Codeine induced hematological, hepatic alterations, lung and brain damage in mice

Abstract

Codeine, an opiate derivate, which induces pleasure and euphoria in users, is contained in many OTC cough syrups as dextromethorphan. In 2011, its abuse has been reported in Nigeria from consumption of codeine-based cough syrup such as Benylin containing codeine syrup (BCS). Thereafter, the neurobehavioural alteration was reported with BCS in mice. 45 Swiss male mice (20 g -25 g) were grouped into control, low dose-(10.95 ml/kg BCS) and High dose-(21.90 ml/kg of BCS). BCS was given orally above the therapeutic dose for 4weeks. Blood samples were collected after 7 and 28days under mild ether anesthesia into plain and heparinized bottles to assess hematological indices, serum creatinine level, and activities of aspartate aminotransferase (AST) and alanine aminotransferase (ALT). Thereafter, the brain, lung, and liver were excised and processed for brain protein level and histopathological observation.

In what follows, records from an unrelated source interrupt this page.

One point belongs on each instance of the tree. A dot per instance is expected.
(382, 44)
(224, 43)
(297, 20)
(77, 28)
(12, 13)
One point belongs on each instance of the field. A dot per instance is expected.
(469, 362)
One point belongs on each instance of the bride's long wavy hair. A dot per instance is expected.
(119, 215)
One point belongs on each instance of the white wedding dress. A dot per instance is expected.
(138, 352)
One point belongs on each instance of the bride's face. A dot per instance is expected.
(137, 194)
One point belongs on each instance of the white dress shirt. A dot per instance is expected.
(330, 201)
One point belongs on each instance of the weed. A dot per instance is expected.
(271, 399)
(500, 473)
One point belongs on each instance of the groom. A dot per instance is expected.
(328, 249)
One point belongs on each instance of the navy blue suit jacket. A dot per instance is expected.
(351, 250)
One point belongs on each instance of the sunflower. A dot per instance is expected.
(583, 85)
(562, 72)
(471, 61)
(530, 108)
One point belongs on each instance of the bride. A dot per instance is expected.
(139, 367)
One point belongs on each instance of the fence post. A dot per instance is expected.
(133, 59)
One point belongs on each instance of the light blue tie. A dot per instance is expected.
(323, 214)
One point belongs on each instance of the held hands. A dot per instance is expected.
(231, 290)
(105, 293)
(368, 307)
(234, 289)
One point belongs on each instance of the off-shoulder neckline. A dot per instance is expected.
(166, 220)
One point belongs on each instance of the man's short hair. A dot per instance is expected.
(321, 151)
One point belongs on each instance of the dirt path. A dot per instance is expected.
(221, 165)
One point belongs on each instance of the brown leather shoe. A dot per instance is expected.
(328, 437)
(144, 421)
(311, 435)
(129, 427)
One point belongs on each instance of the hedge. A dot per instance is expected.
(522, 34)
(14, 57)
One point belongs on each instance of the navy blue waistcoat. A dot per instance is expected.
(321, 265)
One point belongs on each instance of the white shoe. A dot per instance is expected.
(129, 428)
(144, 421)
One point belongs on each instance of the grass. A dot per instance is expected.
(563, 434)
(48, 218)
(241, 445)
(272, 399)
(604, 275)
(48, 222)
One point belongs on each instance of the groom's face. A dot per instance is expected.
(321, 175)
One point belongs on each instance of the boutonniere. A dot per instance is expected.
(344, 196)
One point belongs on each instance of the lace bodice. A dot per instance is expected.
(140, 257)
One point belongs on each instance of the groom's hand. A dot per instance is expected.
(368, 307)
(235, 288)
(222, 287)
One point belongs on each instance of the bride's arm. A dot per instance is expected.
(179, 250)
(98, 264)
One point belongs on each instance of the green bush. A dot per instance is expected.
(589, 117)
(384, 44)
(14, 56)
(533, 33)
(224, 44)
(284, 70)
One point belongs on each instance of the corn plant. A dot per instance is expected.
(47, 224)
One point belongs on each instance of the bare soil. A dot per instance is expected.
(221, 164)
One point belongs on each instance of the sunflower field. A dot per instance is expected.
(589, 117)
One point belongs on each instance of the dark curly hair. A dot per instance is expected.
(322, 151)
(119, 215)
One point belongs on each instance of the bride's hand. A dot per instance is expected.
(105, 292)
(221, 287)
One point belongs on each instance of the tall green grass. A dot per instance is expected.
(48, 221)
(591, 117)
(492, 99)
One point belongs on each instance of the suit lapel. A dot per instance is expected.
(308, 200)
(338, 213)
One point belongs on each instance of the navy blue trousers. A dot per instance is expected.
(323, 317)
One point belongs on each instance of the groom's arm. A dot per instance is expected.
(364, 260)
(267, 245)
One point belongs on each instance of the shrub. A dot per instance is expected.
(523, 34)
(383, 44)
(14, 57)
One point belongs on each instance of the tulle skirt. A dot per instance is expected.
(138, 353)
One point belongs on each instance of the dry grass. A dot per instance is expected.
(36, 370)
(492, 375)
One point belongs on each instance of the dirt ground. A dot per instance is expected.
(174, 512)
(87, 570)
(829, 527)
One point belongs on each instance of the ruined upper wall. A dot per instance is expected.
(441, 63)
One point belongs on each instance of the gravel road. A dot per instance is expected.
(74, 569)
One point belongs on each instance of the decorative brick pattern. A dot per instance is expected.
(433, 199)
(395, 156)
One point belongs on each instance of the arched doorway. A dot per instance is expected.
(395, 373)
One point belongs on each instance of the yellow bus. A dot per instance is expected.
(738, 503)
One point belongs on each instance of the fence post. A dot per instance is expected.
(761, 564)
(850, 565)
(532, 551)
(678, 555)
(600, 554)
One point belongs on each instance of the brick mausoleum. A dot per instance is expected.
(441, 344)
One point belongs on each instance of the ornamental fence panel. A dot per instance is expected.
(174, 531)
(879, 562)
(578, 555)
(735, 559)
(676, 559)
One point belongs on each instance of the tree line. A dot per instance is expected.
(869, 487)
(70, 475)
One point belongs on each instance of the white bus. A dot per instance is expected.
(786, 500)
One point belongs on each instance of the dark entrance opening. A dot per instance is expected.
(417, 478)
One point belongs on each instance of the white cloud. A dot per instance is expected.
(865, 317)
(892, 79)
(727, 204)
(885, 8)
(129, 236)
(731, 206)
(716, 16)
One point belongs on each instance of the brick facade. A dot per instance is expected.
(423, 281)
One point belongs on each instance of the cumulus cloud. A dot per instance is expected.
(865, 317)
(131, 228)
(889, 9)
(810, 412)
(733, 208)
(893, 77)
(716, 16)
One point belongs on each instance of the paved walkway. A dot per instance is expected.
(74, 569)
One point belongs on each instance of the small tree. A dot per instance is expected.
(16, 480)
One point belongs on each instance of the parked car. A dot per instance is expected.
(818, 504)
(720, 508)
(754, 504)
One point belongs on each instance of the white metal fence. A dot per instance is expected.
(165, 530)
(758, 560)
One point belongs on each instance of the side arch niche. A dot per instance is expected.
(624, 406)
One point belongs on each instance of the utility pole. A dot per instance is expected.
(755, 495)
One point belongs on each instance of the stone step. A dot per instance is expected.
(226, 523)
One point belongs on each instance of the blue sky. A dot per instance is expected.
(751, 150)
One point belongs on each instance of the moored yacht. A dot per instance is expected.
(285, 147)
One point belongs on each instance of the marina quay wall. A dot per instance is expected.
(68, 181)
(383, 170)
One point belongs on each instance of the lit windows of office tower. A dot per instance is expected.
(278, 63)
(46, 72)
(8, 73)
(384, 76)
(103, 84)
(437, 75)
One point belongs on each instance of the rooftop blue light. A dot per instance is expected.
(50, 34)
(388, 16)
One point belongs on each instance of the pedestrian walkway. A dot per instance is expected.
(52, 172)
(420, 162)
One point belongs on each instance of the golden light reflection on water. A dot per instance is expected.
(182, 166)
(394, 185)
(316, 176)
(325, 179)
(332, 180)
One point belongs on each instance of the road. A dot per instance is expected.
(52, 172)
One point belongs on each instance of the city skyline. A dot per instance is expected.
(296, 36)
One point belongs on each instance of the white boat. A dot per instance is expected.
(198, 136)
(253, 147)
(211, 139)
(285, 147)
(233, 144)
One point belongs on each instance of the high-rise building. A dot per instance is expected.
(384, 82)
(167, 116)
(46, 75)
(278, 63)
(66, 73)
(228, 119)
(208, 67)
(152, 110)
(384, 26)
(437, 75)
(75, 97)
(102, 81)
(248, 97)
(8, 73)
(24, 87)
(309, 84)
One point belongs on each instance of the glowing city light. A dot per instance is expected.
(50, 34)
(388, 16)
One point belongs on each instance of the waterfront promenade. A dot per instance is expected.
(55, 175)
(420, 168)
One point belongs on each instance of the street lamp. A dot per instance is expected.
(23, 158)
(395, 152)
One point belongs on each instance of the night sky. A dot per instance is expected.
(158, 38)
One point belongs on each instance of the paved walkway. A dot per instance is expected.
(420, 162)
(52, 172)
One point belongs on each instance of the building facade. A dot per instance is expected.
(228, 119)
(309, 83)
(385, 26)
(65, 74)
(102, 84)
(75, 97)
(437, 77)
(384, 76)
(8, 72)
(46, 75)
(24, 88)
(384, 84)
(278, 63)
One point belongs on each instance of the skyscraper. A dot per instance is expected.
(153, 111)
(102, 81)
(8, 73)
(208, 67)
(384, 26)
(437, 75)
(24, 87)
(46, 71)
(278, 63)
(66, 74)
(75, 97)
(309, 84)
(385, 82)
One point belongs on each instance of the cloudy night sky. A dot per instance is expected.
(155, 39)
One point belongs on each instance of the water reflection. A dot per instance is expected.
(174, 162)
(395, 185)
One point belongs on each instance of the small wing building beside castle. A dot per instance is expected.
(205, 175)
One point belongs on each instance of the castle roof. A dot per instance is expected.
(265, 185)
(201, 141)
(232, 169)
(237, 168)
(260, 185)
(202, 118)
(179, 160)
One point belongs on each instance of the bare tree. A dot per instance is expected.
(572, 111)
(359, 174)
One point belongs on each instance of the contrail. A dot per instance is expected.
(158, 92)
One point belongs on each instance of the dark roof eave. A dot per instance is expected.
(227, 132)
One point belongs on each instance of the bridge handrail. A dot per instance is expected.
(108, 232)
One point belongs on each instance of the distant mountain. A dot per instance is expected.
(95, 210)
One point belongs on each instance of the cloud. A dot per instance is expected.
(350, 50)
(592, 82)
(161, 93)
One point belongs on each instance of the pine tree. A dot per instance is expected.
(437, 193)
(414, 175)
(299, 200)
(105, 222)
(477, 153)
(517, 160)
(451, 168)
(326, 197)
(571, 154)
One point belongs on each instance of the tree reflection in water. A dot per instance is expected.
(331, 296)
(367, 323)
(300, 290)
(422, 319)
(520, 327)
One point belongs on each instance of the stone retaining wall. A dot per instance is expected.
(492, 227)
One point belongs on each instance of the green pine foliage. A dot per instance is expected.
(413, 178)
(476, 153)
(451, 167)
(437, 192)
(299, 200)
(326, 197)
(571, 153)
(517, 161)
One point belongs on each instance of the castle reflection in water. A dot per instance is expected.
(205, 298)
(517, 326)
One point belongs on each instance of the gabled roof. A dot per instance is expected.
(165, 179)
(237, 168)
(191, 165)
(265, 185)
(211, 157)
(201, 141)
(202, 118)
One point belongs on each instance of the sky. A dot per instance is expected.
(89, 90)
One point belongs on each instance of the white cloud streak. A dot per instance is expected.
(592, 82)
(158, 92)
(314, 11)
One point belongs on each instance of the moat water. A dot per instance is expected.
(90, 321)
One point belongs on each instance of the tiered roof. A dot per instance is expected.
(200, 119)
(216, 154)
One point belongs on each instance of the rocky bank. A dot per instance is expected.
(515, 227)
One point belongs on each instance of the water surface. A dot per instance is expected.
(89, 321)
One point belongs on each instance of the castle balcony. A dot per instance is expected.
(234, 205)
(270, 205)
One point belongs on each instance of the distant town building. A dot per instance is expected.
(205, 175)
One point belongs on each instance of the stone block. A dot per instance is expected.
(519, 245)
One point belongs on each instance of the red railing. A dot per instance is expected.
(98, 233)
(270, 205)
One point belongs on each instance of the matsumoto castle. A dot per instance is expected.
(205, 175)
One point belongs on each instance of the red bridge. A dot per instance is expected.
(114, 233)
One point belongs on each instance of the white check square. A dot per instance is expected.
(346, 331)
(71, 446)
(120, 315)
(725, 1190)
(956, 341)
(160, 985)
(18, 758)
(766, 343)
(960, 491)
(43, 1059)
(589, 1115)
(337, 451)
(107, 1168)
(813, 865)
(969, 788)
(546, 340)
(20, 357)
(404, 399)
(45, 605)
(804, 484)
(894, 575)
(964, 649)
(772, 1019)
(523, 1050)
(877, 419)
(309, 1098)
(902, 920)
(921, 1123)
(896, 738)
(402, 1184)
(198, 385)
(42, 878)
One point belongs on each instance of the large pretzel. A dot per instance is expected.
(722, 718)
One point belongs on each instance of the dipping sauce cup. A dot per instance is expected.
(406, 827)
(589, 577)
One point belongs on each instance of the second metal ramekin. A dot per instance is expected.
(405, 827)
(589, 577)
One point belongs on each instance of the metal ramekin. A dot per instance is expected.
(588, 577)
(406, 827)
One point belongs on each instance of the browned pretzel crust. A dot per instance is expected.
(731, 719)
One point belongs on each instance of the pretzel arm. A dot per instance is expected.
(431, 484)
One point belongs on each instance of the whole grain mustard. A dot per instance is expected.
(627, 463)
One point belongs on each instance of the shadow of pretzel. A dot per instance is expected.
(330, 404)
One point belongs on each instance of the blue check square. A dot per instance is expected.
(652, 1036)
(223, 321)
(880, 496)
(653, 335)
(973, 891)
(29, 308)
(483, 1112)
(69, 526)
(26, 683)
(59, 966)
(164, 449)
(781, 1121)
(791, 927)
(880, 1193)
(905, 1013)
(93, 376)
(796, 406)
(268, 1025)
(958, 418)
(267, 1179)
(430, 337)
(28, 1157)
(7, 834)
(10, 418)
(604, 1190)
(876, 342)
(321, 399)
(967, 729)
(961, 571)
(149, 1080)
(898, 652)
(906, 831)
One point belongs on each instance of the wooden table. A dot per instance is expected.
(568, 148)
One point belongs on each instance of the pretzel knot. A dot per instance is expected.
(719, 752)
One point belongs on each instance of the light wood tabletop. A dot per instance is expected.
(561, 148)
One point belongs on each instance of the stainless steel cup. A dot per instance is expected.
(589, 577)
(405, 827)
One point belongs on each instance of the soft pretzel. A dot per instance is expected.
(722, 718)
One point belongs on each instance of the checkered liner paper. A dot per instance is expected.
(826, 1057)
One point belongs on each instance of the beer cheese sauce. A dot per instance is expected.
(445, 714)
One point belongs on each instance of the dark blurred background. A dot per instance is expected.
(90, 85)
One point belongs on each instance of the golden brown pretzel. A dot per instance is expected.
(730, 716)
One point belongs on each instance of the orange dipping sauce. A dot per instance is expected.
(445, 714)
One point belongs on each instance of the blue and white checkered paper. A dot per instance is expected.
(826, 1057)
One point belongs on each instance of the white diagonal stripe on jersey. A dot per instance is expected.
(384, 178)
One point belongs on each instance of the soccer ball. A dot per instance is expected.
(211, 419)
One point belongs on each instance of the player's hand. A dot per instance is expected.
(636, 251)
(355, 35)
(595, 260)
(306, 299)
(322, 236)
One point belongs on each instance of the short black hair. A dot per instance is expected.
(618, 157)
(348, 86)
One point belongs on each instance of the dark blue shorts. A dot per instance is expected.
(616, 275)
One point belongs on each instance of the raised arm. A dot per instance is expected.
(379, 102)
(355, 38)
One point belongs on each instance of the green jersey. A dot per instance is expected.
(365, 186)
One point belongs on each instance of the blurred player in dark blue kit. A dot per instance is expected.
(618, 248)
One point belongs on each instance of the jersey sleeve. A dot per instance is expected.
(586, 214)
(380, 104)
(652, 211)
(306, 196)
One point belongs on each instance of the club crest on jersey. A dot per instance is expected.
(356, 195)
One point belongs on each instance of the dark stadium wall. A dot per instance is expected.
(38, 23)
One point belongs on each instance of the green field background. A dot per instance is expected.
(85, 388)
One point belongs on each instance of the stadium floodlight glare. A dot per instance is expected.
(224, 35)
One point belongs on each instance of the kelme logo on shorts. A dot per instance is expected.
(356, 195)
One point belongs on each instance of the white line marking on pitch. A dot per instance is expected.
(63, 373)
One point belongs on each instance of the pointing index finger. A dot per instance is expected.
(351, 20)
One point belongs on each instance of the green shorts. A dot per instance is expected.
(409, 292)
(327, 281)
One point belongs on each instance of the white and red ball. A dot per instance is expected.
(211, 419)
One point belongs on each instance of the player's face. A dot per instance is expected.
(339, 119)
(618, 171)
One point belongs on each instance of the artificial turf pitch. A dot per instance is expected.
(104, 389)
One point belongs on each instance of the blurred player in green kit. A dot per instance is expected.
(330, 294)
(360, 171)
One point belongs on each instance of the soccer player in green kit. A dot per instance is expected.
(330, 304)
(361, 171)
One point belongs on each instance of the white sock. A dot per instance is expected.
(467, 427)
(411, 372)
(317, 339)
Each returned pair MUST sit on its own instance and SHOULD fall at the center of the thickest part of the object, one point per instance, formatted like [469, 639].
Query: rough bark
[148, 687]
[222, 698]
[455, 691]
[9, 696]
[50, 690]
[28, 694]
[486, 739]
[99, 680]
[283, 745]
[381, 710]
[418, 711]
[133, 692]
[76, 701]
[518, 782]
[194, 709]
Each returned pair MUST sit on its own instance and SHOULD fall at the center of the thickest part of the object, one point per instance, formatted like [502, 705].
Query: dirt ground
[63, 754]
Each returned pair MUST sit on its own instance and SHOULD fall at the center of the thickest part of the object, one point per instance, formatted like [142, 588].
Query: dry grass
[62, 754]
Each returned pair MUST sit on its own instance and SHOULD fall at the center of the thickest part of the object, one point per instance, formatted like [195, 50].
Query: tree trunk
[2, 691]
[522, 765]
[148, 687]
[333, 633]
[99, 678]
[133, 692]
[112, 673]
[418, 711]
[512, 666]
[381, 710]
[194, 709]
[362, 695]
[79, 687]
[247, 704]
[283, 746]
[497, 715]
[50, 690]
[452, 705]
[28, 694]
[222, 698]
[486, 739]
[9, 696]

Data were analyzed using Two-way ANOVA at P < 0.05. At both doses, BCS reduced hemoglobin concentration (10.56; 21.69%), lymphocyte count (10.54; 29.22%) and brain protein level (4.86±0.81; 4.86 ± 0.80 vs 9.20 ± 0.61 g/l) while white blood cell count (20.47; 46.08%), serum creatinine level (5.36; 18.75%), AST (26.31; 32.77%) and ALT (22.90; 36.70%) activities were increased compared to control. Histology shows marked necrosis and chronic infiltration by inflammatory cells in the brain, liver, and lung. Acute and chronic treatment of mice with Benylin with codeine resulted in significant alterations in blood and vital body organs such as kidney, liver, lung, and brain in a dose-dependent manner.